Most news outlets have been covering the serious injuries sustained by ABC news anchor Bob Woodruff, and his camera-man Doug Vogt. Soldiers in Iraq get killed by IEDs every day, but it is much more “in your living room” when it happens to a guy who’s whose face is actually in your living room every night.
“While Mr. Woodruff, 44, faces months of recovery and the full extent of his injuries are not yet known, Colonel Tellez said he could imagine him going back to work someday as a broadcast journalist. ‘He has a very good chance,’ Colonel Tellez said.
The cameraman, Doug Vogt, who was not as severely injured by the explosion, was ‘awake a lot, and talking to family and friends,’ said Marie Shaw, a spokeswoman for Landstuhl Regional Medical Center. [Link]
Another person that was with both Woodruff and Vogt in Iraq, but who doesn’t get any camera time, is ABC News producer Vinnie Malhotra.
Just before the C-17 jet lifted off early Monday from Balad Air Base near Baghdad, an ABC Television News producer, Vinnie Malhotra, stood somberly to the side as doctors and nurses strapped his colleagues and friends Bob Woodruff and Doug Vogt in for the five-hour flight.
“They’re hanging in there,” said a subdued Malhotra, who was working with Woodruff and Vogt when they were seriously wounded by a roadside bomb Sunday in Iraq. [Link]
In a poignant report on Monday’s “World News Tonight,” ABC News said that after the attack Woodruff asked his producer, Vinnie Malhotra: “Am I alive?”[Link]
A quick search reveals that Emmy nominated Malhotra has been right there in the thick of things, having spent months reporting from Afghanistan, in addition to Iraq.

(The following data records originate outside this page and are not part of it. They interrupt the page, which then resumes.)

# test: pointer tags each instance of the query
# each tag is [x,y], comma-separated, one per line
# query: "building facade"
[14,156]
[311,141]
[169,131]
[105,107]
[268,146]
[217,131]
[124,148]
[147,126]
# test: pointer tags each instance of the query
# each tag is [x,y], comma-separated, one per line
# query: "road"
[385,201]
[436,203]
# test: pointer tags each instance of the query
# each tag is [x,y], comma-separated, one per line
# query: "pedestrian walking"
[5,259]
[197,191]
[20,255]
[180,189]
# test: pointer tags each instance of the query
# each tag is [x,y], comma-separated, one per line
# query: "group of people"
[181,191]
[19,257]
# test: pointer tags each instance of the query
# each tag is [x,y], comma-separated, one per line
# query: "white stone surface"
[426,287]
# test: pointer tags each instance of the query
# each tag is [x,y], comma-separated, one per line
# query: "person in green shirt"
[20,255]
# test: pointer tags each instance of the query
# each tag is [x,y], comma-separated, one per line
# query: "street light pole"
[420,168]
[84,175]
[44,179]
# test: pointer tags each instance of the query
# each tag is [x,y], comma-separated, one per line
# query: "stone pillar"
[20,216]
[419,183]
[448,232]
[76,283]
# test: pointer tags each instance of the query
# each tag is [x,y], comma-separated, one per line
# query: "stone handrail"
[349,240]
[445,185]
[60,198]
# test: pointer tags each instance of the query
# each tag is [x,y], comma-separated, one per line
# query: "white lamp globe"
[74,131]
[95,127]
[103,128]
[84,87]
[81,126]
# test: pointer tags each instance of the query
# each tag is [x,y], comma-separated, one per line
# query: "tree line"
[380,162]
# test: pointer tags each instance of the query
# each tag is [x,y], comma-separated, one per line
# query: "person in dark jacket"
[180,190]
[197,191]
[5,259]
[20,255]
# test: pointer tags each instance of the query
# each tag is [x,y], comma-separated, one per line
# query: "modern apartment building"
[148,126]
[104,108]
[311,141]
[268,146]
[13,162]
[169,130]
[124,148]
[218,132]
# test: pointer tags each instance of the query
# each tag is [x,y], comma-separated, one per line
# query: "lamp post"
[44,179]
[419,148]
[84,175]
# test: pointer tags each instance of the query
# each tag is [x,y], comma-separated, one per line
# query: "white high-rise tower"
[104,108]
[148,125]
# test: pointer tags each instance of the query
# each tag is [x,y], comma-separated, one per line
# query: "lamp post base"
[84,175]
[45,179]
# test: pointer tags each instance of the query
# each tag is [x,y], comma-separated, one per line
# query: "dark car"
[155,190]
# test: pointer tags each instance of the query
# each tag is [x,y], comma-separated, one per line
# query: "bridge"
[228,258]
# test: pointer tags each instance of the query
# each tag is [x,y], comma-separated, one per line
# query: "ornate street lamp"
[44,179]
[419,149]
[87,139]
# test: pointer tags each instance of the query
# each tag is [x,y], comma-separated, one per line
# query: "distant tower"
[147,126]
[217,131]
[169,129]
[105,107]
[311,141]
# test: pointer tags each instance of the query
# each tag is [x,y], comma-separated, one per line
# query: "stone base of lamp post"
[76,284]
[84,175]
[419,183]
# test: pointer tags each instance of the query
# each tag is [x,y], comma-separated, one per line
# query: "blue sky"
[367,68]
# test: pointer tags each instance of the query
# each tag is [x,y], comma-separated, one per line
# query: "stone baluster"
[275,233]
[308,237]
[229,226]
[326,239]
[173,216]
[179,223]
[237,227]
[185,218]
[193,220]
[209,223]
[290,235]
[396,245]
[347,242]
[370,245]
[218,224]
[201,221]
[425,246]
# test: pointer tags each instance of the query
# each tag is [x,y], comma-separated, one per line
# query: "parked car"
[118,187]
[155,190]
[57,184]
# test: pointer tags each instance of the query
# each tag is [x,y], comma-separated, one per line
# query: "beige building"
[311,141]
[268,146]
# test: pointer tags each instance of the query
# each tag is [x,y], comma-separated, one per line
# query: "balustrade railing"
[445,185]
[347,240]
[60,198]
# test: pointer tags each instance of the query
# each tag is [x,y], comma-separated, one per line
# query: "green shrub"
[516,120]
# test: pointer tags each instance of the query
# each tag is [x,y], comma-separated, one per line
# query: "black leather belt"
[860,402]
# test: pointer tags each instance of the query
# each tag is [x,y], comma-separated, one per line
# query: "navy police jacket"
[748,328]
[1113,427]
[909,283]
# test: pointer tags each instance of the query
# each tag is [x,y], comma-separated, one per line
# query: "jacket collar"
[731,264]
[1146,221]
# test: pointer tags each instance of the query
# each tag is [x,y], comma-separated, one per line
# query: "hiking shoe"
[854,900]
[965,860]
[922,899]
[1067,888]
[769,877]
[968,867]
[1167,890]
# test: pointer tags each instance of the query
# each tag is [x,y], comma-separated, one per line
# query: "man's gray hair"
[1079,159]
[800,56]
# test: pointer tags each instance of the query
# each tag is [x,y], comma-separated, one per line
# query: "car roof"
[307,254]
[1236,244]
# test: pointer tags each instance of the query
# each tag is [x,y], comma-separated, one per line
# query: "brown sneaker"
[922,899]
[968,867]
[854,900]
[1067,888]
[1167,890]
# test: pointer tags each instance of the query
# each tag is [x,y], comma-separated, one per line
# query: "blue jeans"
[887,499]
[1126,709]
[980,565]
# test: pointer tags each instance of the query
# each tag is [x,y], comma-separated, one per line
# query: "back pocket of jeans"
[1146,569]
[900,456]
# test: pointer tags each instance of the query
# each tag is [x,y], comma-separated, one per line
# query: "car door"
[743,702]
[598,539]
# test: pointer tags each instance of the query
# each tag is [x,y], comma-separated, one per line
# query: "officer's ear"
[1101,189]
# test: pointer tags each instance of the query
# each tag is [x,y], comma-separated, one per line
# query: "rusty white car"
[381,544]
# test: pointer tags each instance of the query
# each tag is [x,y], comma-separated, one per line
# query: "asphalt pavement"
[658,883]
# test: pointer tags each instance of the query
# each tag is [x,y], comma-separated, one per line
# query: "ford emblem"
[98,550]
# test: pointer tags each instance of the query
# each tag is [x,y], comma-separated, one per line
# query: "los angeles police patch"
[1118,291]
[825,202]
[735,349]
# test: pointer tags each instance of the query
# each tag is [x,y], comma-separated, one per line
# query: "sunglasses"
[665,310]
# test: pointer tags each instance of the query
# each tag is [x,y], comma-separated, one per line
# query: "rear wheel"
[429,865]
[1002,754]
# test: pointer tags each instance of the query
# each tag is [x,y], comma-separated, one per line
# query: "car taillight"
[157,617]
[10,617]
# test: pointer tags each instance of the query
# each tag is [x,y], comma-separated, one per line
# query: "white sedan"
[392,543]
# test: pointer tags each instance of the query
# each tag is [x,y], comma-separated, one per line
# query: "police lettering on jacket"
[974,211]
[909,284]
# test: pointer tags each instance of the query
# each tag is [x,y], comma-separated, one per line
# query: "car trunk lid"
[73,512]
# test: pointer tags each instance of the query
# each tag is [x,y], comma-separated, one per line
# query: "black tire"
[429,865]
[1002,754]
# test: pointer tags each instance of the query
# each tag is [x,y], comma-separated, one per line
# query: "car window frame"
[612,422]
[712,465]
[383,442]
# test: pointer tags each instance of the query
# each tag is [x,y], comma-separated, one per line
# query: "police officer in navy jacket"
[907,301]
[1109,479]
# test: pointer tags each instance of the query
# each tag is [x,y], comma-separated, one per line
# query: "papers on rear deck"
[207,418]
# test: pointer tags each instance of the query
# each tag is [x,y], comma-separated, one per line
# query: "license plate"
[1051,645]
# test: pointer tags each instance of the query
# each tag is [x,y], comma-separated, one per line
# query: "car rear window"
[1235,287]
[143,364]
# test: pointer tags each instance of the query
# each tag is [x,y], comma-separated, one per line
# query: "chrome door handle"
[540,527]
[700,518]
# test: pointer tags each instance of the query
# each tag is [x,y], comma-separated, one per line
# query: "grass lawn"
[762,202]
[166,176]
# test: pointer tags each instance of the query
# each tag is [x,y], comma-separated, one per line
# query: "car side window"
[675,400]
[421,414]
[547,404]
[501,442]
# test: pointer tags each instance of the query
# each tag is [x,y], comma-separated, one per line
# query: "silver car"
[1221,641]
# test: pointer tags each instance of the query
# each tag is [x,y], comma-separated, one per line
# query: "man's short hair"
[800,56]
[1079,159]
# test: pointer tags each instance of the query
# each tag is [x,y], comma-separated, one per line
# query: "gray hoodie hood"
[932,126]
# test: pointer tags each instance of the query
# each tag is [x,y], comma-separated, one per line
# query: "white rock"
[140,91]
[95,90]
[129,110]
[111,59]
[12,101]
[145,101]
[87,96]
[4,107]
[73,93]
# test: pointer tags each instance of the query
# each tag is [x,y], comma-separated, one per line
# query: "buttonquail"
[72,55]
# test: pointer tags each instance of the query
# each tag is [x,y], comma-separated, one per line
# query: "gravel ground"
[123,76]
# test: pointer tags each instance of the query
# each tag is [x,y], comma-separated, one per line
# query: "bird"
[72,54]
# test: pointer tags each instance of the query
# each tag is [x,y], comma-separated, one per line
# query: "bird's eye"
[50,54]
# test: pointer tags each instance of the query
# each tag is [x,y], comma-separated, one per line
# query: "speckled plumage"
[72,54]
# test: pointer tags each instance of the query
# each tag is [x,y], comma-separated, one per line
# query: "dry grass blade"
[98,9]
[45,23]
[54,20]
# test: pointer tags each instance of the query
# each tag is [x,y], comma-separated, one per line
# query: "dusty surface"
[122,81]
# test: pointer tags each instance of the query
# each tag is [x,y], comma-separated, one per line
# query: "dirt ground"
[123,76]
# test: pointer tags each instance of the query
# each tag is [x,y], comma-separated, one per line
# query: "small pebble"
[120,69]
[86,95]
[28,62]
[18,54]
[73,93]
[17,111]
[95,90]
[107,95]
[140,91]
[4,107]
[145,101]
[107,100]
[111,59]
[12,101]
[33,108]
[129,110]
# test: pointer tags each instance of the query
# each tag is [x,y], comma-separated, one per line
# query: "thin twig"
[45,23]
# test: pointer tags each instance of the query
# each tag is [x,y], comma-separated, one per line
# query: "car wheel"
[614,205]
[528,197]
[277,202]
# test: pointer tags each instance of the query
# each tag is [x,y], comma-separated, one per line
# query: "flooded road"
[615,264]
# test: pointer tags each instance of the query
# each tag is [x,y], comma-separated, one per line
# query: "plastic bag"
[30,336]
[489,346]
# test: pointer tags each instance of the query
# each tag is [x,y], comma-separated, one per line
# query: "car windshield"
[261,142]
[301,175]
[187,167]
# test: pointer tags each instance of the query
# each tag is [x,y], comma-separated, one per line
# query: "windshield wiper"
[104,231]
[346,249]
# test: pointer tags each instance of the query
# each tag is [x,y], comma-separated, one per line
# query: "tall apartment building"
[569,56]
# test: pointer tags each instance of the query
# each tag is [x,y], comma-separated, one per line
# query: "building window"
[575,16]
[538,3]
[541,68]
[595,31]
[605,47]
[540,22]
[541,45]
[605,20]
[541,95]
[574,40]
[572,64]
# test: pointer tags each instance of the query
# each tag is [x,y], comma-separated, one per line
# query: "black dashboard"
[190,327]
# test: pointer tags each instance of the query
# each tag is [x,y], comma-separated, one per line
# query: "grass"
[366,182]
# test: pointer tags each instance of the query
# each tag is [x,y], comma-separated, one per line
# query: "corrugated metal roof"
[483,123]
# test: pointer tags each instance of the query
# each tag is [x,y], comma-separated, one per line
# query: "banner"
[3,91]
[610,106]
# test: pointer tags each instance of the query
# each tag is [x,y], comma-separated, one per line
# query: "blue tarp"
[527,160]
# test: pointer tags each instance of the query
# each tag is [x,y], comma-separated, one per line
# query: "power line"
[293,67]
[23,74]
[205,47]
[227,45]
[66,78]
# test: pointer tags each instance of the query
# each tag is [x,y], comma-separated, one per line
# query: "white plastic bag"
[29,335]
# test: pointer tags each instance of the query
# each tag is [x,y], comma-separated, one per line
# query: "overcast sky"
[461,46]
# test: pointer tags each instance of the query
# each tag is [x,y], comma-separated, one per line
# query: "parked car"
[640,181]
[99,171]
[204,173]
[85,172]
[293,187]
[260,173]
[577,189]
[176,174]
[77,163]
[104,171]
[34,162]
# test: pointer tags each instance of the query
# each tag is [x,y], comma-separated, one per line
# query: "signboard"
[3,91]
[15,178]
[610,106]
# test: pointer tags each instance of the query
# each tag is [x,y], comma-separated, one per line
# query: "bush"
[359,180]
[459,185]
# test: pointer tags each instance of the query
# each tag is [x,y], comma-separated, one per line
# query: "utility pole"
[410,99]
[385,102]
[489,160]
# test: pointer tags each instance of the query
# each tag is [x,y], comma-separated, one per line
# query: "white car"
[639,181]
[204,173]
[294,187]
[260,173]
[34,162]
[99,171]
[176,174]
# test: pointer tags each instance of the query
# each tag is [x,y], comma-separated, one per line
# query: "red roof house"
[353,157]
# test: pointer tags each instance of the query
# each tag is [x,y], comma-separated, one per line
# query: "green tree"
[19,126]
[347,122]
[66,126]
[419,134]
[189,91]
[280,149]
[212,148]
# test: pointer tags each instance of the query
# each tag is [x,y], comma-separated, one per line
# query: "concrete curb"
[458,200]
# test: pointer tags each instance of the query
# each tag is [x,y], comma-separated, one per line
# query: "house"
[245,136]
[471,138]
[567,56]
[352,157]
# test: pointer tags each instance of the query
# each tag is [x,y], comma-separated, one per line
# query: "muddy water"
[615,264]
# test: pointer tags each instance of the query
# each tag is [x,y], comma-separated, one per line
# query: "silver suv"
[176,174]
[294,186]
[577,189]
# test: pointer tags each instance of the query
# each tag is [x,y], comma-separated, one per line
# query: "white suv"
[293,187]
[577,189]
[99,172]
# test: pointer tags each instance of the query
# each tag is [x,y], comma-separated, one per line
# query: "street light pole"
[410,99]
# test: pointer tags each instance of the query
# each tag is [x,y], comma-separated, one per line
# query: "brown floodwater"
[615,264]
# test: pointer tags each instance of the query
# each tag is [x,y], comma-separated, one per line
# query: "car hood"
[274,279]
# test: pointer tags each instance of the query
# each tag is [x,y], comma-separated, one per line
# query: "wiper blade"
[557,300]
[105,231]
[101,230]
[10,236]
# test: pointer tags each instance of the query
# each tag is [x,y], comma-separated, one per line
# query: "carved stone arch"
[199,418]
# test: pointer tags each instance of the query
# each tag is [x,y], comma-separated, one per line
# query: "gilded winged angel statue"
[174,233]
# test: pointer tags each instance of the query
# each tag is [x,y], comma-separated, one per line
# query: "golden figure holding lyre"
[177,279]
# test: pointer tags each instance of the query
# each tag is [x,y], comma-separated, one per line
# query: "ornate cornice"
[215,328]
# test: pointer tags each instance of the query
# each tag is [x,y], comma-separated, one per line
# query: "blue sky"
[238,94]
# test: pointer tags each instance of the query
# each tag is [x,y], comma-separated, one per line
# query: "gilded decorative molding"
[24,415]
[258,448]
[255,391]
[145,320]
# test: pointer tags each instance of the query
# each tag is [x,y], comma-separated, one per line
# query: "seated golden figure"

Much respect. If I hadn’t pursued the line of work that I am pursuing, than I can’t think of a job I’d rather have than reporting from a war zone.
Years ago, one of the TV channels (could have been History Channel) did 1-2 hr special on war correspondents – It was very moving. Many of them whose photographs and stories from Sudan, Iraq and other places in the world that move governments and people into action or empathy die in cross-fire.
There was a story of a sister trying to find how her younger brother (a Brit, in his early twenties) died in one of the zone of conflict.
Last year, I went to a talk by NYT war correspondent (Pulitzer Prize winner) on the campus – He was really hard on war, and himself. He confessed that it is not fun – seeing your buddies die. Some of them become so much action junkies that they cannot do any other job – they seek one war after another.
another war time correspondent of note, editor emeritus to one of the best rags in the world IMHO … and a recipient of the Order of Canada.
hey man… i cant let this pass… especially since you are basically alluding to journalistic/literary aspirations in the same sentence… i know it’s a typo … but it’s just jarring to me… free to kill this comment post-correction. cheers – V.
ok … mea culpa… referenced the old book.
:than – used especially after inverted constructions to say when something happened. e.g. Barely had she opened the door than the phone started to ring.
I suppose you have an inverted construction up there.
I was thinking more in the sense of
:then – to introduce an interesting or contrasting fact. e.g. It was a brave thing to do, but then again I would have expected no less of her.
to sum it up… I think I should leave constructive editing out of my professional profile… apologies and cheers – V.
That is why real journalists have editors 🙂
We’re not romanticizing warzone journalism now with your druther there Abhi, are we?
Well, I can romanticize it for myself since it is a type of job that I know suits my personality an interests. I don’t think my post is going to make anyone run out an become a war correspondent though. I also often romanticize being a NAVY SEAL as well. 🙂
Um..’whose’ not who’s
See comment #5 🙂 The sad part is that I changed it from whose to who’s AFTER I edited.
FYI, here’s a link for a really intense documentary about war correspondents in Iraq: “War Feels Like War”
It was shown on PBS recently and is supposed to be available on Netflix.
Abhi, have you read “War is a Force That Gives Us Meaning” by Chris Hedges?
Kush said :
Saheli said:
Kush, meet Saheli. Saheli, meet Kush. 🙂
Ashwin,
Yes, it was Chris Hedges.
I have met Saheli before (only online). Thanks!!